The number of rice seedlings that emerged from the water was counted every second day during the experiment till no new emergence was observed. Given that rice seedlings can entangle in algae and float on the surface of the water, only the seedlings that were upright and attached to the soil were considered as true emerging seedlings. The number of floating seedlings was also recorded during the experiment and used for adjusting the true number of seedlings that emerged and were established. All established rice seedlings were harvested in each tub separately at the end of each run, oven-dried at 70 C for 1 wk, and weighed to determine dry biomass.
Data Analysis
Data were tested for assumptions of normality and random distribution of the residuals. The data for mean chlorophyll a concentration and rice seedling emergence biomass were subjected to a log(x) + 1 transformation. ANOVA using PROC GLM in SAS (v. 9.4; SAS Institute, Cary, NC, USA) was initially performed to test the significance of experimental run and algal intensity level on mean chlorophyll a concentration; minimum, maximum, and mean PAR; percent of seedling emergence; and rice seedling biomass data. Comparison of means was performed using the LSMEANS statement of PROC GLM. When the interaction of run by algal intensity levels was significant, we used the SLICE feature of PROC GLM to study the interaction.

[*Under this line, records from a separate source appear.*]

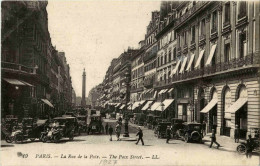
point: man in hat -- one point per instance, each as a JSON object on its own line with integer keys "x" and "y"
{"x": 140, "y": 136}
{"x": 118, "y": 131}
{"x": 168, "y": 134}
{"x": 236, "y": 134}
{"x": 213, "y": 139}
{"x": 249, "y": 146}
{"x": 110, "y": 131}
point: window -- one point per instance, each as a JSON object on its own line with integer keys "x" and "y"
{"x": 227, "y": 12}
{"x": 169, "y": 55}
{"x": 242, "y": 45}
{"x": 242, "y": 9}
{"x": 174, "y": 53}
{"x": 193, "y": 34}
{"x": 214, "y": 22}
{"x": 165, "y": 58}
{"x": 202, "y": 27}
{"x": 227, "y": 52}
{"x": 185, "y": 37}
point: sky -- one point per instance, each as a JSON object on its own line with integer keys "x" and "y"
{"x": 92, "y": 33}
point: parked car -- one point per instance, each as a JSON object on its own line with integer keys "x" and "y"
{"x": 176, "y": 125}
{"x": 254, "y": 132}
{"x": 161, "y": 129}
{"x": 25, "y": 132}
{"x": 95, "y": 125}
{"x": 82, "y": 122}
{"x": 139, "y": 118}
{"x": 61, "y": 127}
{"x": 191, "y": 132}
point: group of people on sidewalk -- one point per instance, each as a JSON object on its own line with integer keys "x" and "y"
{"x": 109, "y": 130}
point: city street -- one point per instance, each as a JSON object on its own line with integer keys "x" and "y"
{"x": 100, "y": 151}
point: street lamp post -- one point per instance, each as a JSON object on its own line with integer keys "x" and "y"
{"x": 162, "y": 105}
{"x": 126, "y": 134}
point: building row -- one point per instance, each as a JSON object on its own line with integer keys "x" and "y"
{"x": 199, "y": 61}
{"x": 35, "y": 77}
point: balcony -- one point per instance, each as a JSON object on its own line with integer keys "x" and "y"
{"x": 184, "y": 18}
{"x": 17, "y": 68}
{"x": 214, "y": 33}
{"x": 235, "y": 65}
{"x": 185, "y": 49}
{"x": 226, "y": 27}
{"x": 192, "y": 45}
{"x": 148, "y": 82}
{"x": 163, "y": 83}
{"x": 134, "y": 89}
{"x": 202, "y": 39}
{"x": 242, "y": 20}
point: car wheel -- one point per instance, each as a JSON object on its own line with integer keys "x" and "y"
{"x": 44, "y": 139}
{"x": 32, "y": 139}
{"x": 241, "y": 149}
{"x": 186, "y": 138}
{"x": 8, "y": 139}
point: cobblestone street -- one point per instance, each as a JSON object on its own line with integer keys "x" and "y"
{"x": 98, "y": 149}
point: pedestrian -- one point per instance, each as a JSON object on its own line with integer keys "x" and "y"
{"x": 213, "y": 139}
{"x": 140, "y": 136}
{"x": 236, "y": 134}
{"x": 204, "y": 124}
{"x": 249, "y": 146}
{"x": 168, "y": 134}
{"x": 118, "y": 131}
{"x": 110, "y": 131}
{"x": 106, "y": 127}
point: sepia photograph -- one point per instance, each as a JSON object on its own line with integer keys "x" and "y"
{"x": 130, "y": 83}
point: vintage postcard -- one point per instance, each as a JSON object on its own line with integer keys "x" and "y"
{"x": 130, "y": 83}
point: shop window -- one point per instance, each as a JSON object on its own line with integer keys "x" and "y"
{"x": 165, "y": 58}
{"x": 214, "y": 22}
{"x": 193, "y": 34}
{"x": 227, "y": 13}
{"x": 202, "y": 27}
{"x": 169, "y": 55}
{"x": 227, "y": 52}
{"x": 242, "y": 9}
{"x": 174, "y": 54}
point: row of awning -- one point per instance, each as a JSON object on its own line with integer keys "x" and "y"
{"x": 184, "y": 61}
{"x": 17, "y": 82}
{"x": 231, "y": 110}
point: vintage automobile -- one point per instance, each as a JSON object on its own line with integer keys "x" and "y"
{"x": 9, "y": 122}
{"x": 254, "y": 132}
{"x": 161, "y": 129}
{"x": 70, "y": 114}
{"x": 191, "y": 131}
{"x": 95, "y": 125}
{"x": 82, "y": 123}
{"x": 74, "y": 120}
{"x": 113, "y": 115}
{"x": 61, "y": 127}
{"x": 139, "y": 118}
{"x": 149, "y": 121}
{"x": 25, "y": 132}
{"x": 176, "y": 125}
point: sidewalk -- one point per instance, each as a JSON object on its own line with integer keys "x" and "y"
{"x": 226, "y": 143}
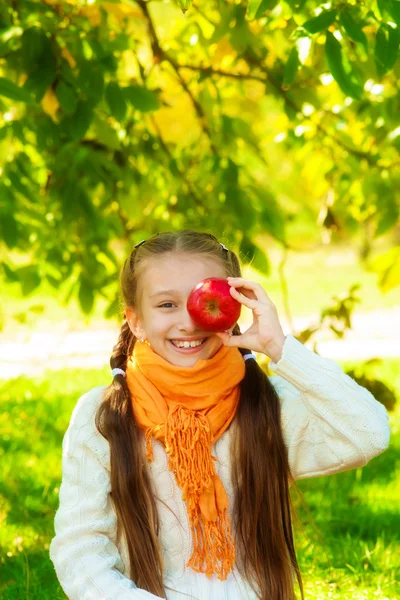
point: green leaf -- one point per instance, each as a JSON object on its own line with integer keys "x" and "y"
{"x": 257, "y": 8}
{"x": 253, "y": 256}
{"x": 11, "y": 275}
{"x": 394, "y": 9}
{"x": 323, "y": 21}
{"x": 67, "y": 97}
{"x": 141, "y": 98}
{"x": 113, "y": 310}
{"x": 19, "y": 186}
{"x": 184, "y": 5}
{"x": 291, "y": 68}
{"x": 14, "y": 92}
{"x": 352, "y": 28}
{"x": 77, "y": 124}
{"x": 91, "y": 81}
{"x": 39, "y": 81}
{"x": 116, "y": 100}
{"x": 29, "y": 278}
{"x": 34, "y": 43}
{"x": 386, "y": 48}
{"x": 333, "y": 53}
{"x": 9, "y": 229}
{"x": 85, "y": 295}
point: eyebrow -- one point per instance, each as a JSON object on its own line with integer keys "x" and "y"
{"x": 162, "y": 292}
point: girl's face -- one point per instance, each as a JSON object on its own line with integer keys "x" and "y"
{"x": 161, "y": 315}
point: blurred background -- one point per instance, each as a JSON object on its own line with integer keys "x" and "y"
{"x": 272, "y": 124}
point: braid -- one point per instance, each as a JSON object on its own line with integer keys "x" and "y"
{"x": 122, "y": 349}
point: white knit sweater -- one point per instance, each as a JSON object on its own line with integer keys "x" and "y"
{"x": 330, "y": 424}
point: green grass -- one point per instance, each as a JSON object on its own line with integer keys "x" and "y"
{"x": 355, "y": 554}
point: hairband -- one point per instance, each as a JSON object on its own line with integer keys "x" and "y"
{"x": 143, "y": 241}
{"x": 115, "y": 372}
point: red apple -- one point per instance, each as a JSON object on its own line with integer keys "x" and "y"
{"x": 211, "y": 305}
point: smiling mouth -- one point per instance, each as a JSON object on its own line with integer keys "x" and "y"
{"x": 188, "y": 345}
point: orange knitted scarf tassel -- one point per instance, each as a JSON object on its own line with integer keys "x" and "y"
{"x": 187, "y": 409}
{"x": 188, "y": 443}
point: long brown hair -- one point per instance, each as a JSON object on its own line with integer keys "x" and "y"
{"x": 261, "y": 512}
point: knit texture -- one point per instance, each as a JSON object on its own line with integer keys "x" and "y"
{"x": 330, "y": 424}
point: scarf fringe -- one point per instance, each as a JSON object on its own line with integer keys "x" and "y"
{"x": 188, "y": 445}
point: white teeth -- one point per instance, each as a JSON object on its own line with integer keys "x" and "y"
{"x": 187, "y": 344}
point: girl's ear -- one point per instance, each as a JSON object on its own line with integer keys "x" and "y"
{"x": 134, "y": 322}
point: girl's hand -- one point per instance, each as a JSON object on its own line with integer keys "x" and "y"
{"x": 265, "y": 334}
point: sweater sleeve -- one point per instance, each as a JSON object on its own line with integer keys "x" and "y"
{"x": 84, "y": 553}
{"x": 329, "y": 422}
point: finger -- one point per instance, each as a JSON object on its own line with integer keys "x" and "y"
{"x": 248, "y": 302}
{"x": 225, "y": 337}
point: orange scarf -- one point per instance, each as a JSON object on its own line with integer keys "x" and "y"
{"x": 187, "y": 409}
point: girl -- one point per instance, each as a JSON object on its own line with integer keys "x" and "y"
{"x": 176, "y": 476}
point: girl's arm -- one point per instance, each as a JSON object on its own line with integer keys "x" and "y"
{"x": 85, "y": 556}
{"x": 330, "y": 423}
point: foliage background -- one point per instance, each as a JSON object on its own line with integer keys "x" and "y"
{"x": 273, "y": 124}
{"x": 120, "y": 119}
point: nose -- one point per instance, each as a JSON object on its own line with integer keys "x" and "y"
{"x": 187, "y": 324}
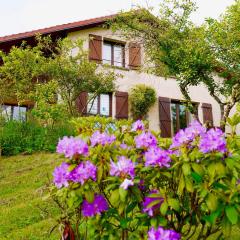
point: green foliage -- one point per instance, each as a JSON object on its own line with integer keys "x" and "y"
{"x": 18, "y": 137}
{"x": 142, "y": 98}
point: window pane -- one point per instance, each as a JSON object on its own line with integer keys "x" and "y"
{"x": 107, "y": 53}
{"x": 19, "y": 113}
{"x": 104, "y": 104}
{"x": 118, "y": 56}
{"x": 174, "y": 117}
{"x": 182, "y": 116}
{"x": 92, "y": 105}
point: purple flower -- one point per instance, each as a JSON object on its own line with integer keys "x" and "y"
{"x": 145, "y": 140}
{"x": 188, "y": 134}
{"x": 71, "y": 146}
{"x": 156, "y": 156}
{"x": 122, "y": 168}
{"x": 147, "y": 200}
{"x": 101, "y": 138}
{"x": 161, "y": 234}
{"x": 83, "y": 172}
{"x": 213, "y": 140}
{"x": 138, "y": 126}
{"x": 98, "y": 206}
{"x": 126, "y": 183}
{"x": 61, "y": 175}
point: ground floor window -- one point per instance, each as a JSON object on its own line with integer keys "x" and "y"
{"x": 180, "y": 116}
{"x": 100, "y": 105}
{"x": 13, "y": 112}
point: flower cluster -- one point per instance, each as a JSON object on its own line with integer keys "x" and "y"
{"x": 138, "y": 126}
{"x": 161, "y": 234}
{"x": 156, "y": 156}
{"x": 145, "y": 140}
{"x": 70, "y": 147}
{"x": 148, "y": 200}
{"x": 213, "y": 140}
{"x": 123, "y": 168}
{"x": 101, "y": 138}
{"x": 98, "y": 206}
{"x": 83, "y": 172}
{"x": 188, "y": 134}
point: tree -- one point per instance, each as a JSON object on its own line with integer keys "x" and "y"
{"x": 64, "y": 61}
{"x": 192, "y": 54}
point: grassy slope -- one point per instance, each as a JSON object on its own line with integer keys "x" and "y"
{"x": 23, "y": 213}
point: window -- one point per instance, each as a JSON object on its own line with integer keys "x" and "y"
{"x": 100, "y": 105}
{"x": 12, "y": 112}
{"x": 180, "y": 116}
{"x": 113, "y": 54}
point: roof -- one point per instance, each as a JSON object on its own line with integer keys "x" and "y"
{"x": 58, "y": 28}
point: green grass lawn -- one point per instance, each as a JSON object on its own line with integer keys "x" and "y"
{"x": 23, "y": 212}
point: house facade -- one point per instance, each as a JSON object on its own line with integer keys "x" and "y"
{"x": 105, "y": 47}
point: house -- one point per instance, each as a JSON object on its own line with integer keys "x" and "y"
{"x": 167, "y": 115}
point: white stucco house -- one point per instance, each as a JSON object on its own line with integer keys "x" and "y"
{"x": 168, "y": 114}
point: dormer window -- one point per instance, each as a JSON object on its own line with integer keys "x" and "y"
{"x": 113, "y": 54}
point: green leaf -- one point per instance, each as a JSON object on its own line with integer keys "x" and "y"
{"x": 164, "y": 208}
{"x": 232, "y": 214}
{"x": 123, "y": 194}
{"x": 174, "y": 203}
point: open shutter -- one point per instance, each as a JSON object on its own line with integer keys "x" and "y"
{"x": 81, "y": 103}
{"x": 95, "y": 48}
{"x": 134, "y": 55}
{"x": 121, "y": 105}
{"x": 165, "y": 116}
{"x": 207, "y": 113}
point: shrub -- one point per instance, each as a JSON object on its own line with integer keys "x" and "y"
{"x": 123, "y": 184}
{"x": 142, "y": 98}
{"x": 17, "y": 137}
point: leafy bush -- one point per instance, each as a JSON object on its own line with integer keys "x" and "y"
{"x": 141, "y": 98}
{"x": 119, "y": 185}
{"x": 17, "y": 137}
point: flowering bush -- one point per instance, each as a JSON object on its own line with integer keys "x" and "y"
{"x": 130, "y": 184}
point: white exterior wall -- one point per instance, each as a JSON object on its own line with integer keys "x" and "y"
{"x": 164, "y": 88}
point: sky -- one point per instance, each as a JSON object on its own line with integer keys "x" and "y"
{"x": 25, "y": 15}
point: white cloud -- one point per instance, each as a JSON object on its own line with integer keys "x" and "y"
{"x": 25, "y": 15}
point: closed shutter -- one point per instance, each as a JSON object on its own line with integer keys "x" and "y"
{"x": 207, "y": 113}
{"x": 81, "y": 103}
{"x": 165, "y": 116}
{"x": 95, "y": 48}
{"x": 134, "y": 55}
{"x": 121, "y": 105}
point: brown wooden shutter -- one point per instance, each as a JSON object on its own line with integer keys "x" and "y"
{"x": 134, "y": 55}
{"x": 121, "y": 105}
{"x": 165, "y": 116}
{"x": 81, "y": 103}
{"x": 95, "y": 48}
{"x": 207, "y": 113}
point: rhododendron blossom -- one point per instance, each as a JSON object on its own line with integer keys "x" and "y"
{"x": 61, "y": 175}
{"x": 145, "y": 140}
{"x": 213, "y": 140}
{"x": 83, "y": 172}
{"x": 70, "y": 146}
{"x": 156, "y": 156}
{"x": 124, "y": 167}
{"x": 162, "y": 234}
{"x": 101, "y": 138}
{"x": 98, "y": 206}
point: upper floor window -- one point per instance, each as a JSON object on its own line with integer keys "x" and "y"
{"x": 13, "y": 112}
{"x": 99, "y": 105}
{"x": 113, "y": 54}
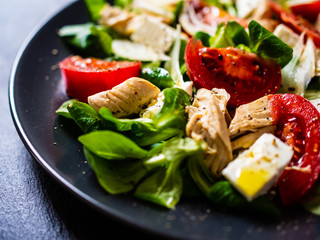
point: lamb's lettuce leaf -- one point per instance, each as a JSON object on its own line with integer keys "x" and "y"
{"x": 157, "y": 76}
{"x": 173, "y": 114}
{"x": 165, "y": 185}
{"x": 63, "y": 109}
{"x": 116, "y": 176}
{"x": 84, "y": 115}
{"x": 267, "y": 45}
{"x": 111, "y": 145}
{"x": 259, "y": 40}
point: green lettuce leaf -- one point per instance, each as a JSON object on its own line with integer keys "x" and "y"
{"x": 112, "y": 145}
{"x": 267, "y": 45}
{"x": 85, "y": 116}
{"x": 165, "y": 185}
{"x": 157, "y": 76}
{"x": 116, "y": 176}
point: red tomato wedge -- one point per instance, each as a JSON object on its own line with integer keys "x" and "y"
{"x": 245, "y": 76}
{"x": 308, "y": 10}
{"x": 87, "y": 76}
{"x": 298, "y": 124}
{"x": 296, "y": 23}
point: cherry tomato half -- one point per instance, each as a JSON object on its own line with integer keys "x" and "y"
{"x": 245, "y": 76}
{"x": 296, "y": 23}
{"x": 87, "y": 76}
{"x": 298, "y": 124}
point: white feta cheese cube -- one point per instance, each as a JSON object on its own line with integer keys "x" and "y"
{"x": 257, "y": 169}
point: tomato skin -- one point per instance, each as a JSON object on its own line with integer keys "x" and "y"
{"x": 298, "y": 124}
{"x": 296, "y": 23}
{"x": 87, "y": 76}
{"x": 245, "y": 76}
{"x": 309, "y": 10}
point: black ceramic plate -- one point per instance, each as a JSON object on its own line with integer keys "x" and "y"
{"x": 36, "y": 91}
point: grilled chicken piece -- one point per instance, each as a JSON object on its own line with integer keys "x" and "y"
{"x": 127, "y": 98}
{"x": 250, "y": 118}
{"x": 249, "y": 139}
{"x": 207, "y": 123}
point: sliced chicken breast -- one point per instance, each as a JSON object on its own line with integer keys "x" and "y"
{"x": 207, "y": 123}
{"x": 127, "y": 98}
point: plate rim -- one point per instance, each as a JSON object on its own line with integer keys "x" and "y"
{"x": 88, "y": 200}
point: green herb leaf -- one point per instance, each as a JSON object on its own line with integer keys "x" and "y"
{"x": 267, "y": 45}
{"x": 157, "y": 76}
{"x": 123, "y": 3}
{"x": 112, "y": 145}
{"x": 85, "y": 116}
{"x": 116, "y": 176}
{"x": 165, "y": 186}
{"x": 172, "y": 114}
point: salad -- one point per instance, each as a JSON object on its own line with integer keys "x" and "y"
{"x": 199, "y": 98}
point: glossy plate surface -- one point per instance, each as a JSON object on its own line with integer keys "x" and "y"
{"x": 36, "y": 91}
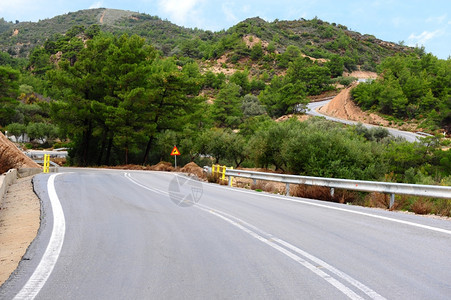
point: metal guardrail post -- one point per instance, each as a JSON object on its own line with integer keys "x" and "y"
{"x": 432, "y": 191}
{"x": 392, "y": 200}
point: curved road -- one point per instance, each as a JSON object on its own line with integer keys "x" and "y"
{"x": 129, "y": 235}
{"x": 312, "y": 109}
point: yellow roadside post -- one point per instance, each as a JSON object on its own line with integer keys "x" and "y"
{"x": 46, "y": 168}
{"x": 231, "y": 178}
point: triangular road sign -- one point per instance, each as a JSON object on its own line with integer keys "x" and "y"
{"x": 175, "y": 151}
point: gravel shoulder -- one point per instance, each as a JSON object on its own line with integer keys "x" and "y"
{"x": 19, "y": 224}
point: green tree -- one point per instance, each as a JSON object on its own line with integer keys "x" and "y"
{"x": 9, "y": 87}
{"x": 226, "y": 109}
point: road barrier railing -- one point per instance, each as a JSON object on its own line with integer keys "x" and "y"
{"x": 46, "y": 165}
{"x": 433, "y": 191}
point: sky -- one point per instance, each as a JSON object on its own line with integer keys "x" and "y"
{"x": 416, "y": 23}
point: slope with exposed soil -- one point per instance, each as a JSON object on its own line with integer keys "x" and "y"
{"x": 11, "y": 157}
{"x": 342, "y": 107}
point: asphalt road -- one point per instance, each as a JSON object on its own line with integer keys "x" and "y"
{"x": 312, "y": 110}
{"x": 153, "y": 235}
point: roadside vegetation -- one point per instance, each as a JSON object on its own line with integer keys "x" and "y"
{"x": 116, "y": 98}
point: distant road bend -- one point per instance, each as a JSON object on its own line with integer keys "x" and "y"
{"x": 124, "y": 237}
{"x": 313, "y": 107}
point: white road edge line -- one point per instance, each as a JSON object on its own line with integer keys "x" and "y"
{"x": 239, "y": 223}
{"x": 341, "y": 287}
{"x": 338, "y": 285}
{"x": 53, "y": 250}
{"x": 285, "y": 198}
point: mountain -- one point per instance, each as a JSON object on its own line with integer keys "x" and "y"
{"x": 315, "y": 38}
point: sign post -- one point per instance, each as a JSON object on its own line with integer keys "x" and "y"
{"x": 175, "y": 152}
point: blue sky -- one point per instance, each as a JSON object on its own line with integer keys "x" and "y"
{"x": 426, "y": 23}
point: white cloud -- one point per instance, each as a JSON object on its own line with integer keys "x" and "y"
{"x": 180, "y": 11}
{"x": 228, "y": 12}
{"x": 425, "y": 36}
{"x": 437, "y": 20}
{"x": 97, "y": 4}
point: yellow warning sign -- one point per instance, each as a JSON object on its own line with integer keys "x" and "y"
{"x": 175, "y": 151}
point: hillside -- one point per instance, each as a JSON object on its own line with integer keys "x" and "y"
{"x": 315, "y": 38}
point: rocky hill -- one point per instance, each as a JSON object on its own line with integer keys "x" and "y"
{"x": 315, "y": 38}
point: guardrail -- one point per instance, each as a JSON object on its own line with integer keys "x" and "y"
{"x": 391, "y": 188}
{"x": 55, "y": 165}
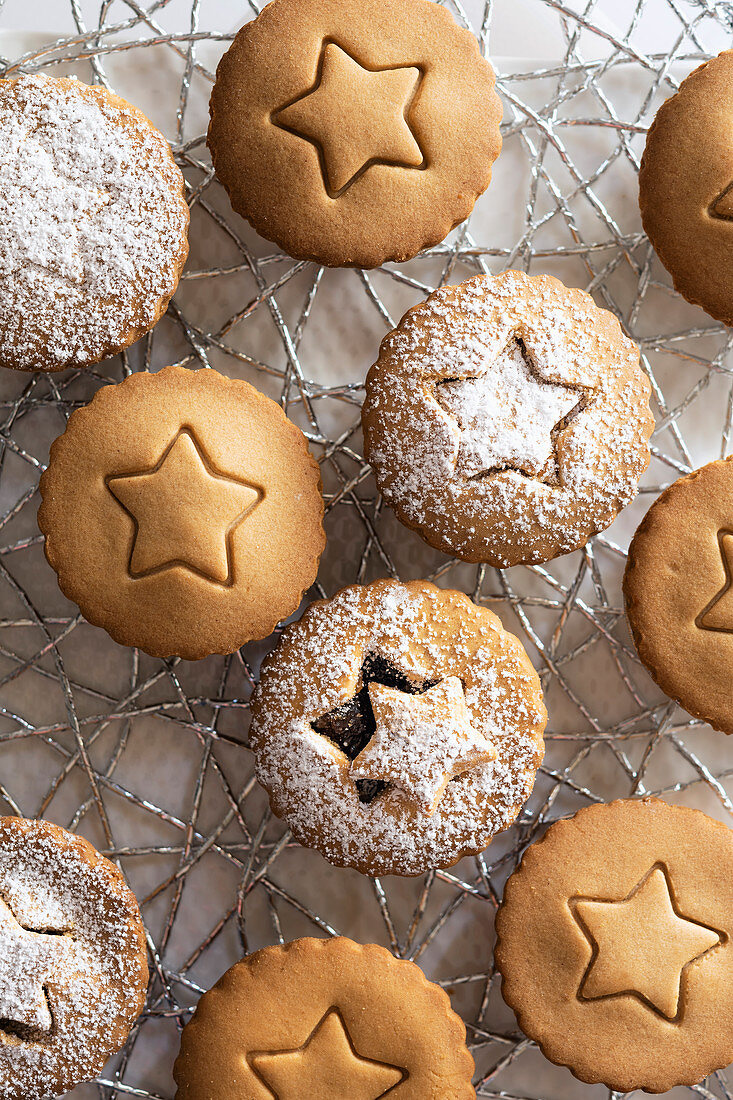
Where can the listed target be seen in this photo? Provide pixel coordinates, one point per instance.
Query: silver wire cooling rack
(149, 758)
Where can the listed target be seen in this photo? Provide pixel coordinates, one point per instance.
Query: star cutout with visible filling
(326, 1067)
(28, 959)
(41, 212)
(719, 613)
(509, 417)
(642, 945)
(356, 117)
(722, 205)
(422, 741)
(185, 512)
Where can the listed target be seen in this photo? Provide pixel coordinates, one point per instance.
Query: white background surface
(163, 751)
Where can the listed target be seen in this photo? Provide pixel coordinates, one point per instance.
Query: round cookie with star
(677, 590)
(182, 512)
(397, 727)
(614, 941)
(686, 187)
(354, 133)
(324, 1020)
(93, 223)
(73, 960)
(507, 419)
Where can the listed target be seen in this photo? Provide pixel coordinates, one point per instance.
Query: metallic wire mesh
(149, 758)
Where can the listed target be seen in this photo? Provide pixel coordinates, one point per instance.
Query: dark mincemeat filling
(351, 725)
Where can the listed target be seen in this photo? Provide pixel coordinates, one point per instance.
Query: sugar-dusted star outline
(642, 945)
(718, 615)
(28, 960)
(422, 741)
(354, 117)
(326, 1067)
(185, 512)
(527, 411)
(43, 212)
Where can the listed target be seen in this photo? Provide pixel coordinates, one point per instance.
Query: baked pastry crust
(273, 1003)
(183, 513)
(677, 589)
(469, 487)
(93, 223)
(606, 855)
(85, 957)
(427, 635)
(685, 187)
(423, 164)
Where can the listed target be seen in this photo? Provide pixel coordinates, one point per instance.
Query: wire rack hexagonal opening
(149, 758)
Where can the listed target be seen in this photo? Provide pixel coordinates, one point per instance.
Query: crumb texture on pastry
(614, 941)
(93, 223)
(324, 1020)
(507, 419)
(375, 799)
(73, 961)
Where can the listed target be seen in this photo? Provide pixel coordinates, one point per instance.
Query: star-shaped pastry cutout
(509, 417)
(722, 205)
(185, 512)
(422, 741)
(719, 613)
(642, 945)
(28, 959)
(356, 117)
(326, 1067)
(42, 212)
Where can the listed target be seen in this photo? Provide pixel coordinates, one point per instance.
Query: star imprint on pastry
(718, 615)
(41, 212)
(326, 1067)
(28, 959)
(422, 741)
(509, 417)
(642, 945)
(185, 512)
(722, 205)
(356, 117)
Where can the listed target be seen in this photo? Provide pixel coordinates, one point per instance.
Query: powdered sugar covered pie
(507, 419)
(73, 969)
(397, 727)
(93, 223)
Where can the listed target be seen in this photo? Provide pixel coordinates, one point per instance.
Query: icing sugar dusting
(426, 466)
(72, 988)
(93, 223)
(427, 636)
(422, 741)
(505, 416)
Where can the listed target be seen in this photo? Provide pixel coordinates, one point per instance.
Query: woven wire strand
(216, 873)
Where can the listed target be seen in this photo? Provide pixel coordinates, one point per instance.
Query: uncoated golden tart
(353, 133)
(182, 512)
(507, 419)
(324, 1020)
(686, 187)
(73, 959)
(397, 727)
(677, 590)
(614, 944)
(93, 223)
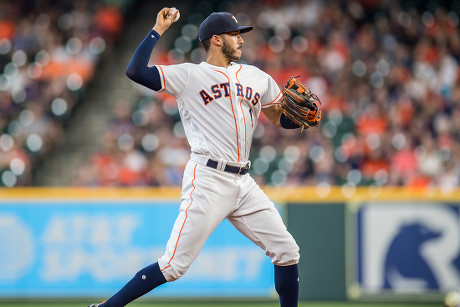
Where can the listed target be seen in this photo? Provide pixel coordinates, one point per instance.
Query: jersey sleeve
(272, 94)
(174, 79)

Further, a modeling approach was used to describe the relationship between chlorophyll a concentration (as a measure of algal infestation) and PAR (minimum, maximum, and mean), temperature, rice seedling emergence, and rice seedling biomass (g plant−1). All nonlinear regression analysis was performed using the drc package (Ritz et al. Reference Ritz, Baty, Streibig and Gerhard2015) and its drcSeedGerm extension (Onofri et al. Reference Onofri, Benincasa, Mesgaran and Ritz2018) in RStudio (v. 1.2.1335; R Studio Team 2018).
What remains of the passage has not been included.